A Comparative Study of Drain in Oncoplastic Breast Conserving Surgery (Therapeutic Mammaplasty and Chest Wall Perforator Flap Partial Breast Reconstruction) vs. Mastectomy



      Increasingly, breast surgery is same day or 23-hour day-case surgery. Discharge criteria need to ensure patient safety outside hospital. We explore some of the evolving day-case factors in oncoplastic breast surgery (OBS).

      Materials and Methods

      Available data of BMI and drain usage of an OBS practice (Nov 2014-Oct 2019) were reviewed. These were correlated with length of stay (LoS) and complications. Statistical analysis was performed using R programming language; Pearson's correlation, χ2 test, and Welch's 2 sample t test.

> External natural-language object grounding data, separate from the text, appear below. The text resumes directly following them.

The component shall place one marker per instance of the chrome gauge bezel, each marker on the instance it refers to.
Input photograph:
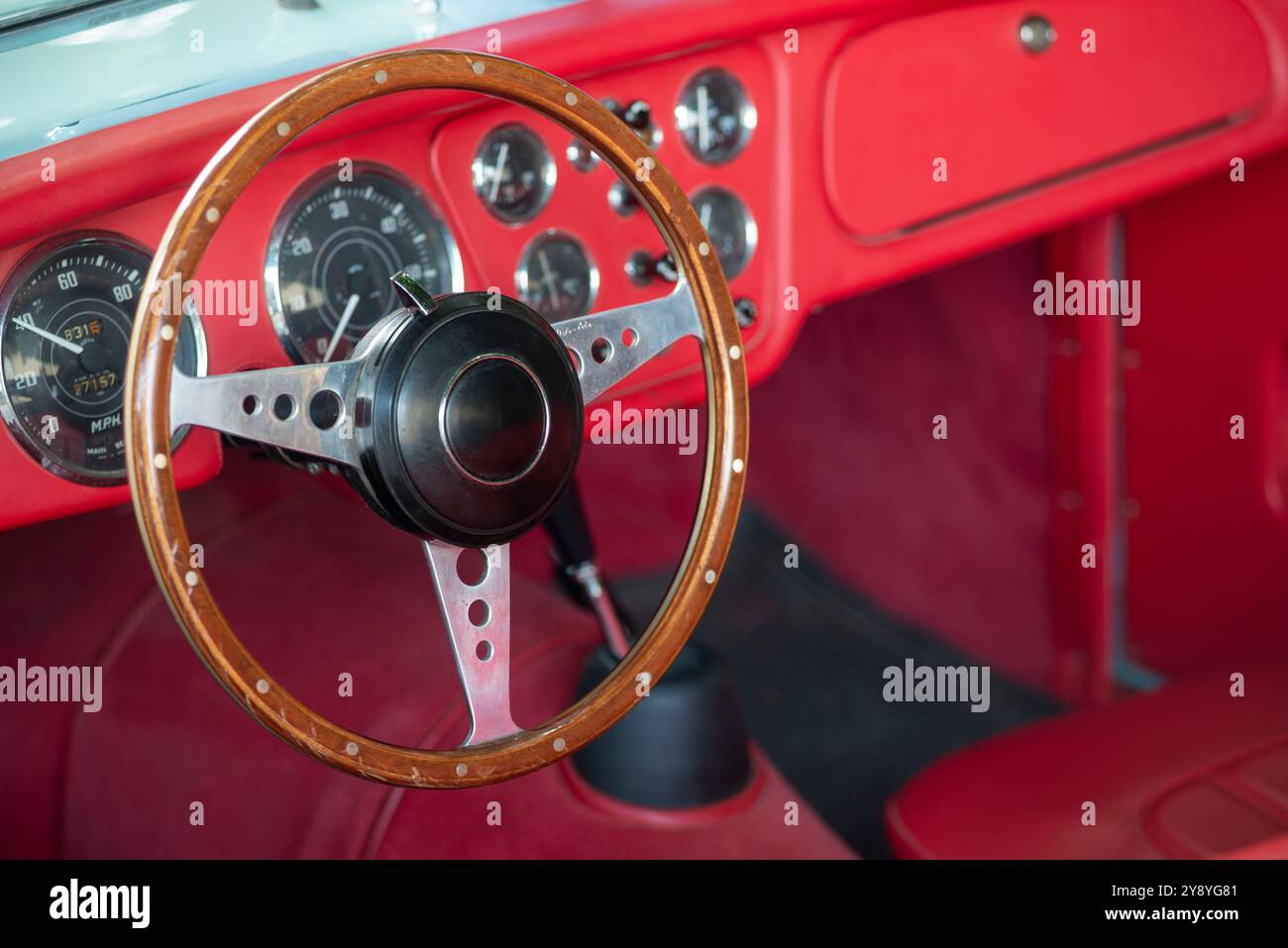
(747, 116)
(286, 214)
(29, 264)
(548, 174)
(751, 232)
(520, 269)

      Of 188 patients in the study, drain usage was highest following mastectomy (62%) followed by partial reconstruction and mammaplasty. Drain was associated with increased seroma rates in all three operations. Its use in the partial reconstruction group was associated with significantly longer mean LoS with drain vs. those without drain (0.93 vs. 0.45 day, P = .009). Drain was associated with nonsignificantly longer LoS in both mammaplasty (1.57 vs. 1.00 day, P = .0708) and mastectomy (1.08 vs. 0.927 day, P = .685) groups. The mean BMI across all patients was 27.5, lowest in partial reconstruction (25.31), highest in mammaplasty (31.79), and 27.1 in mastectomy.


      Drain use did not correlate directly with occurrence of seroma. However, overall, it was associated increased LoS, being significant in the partial reconstruction group. The temporal trend over the dataset shows numerically less drain usage in the latter half of series across all procedures with decreasing LoS. Minimal drain use may allow more day-case OBS.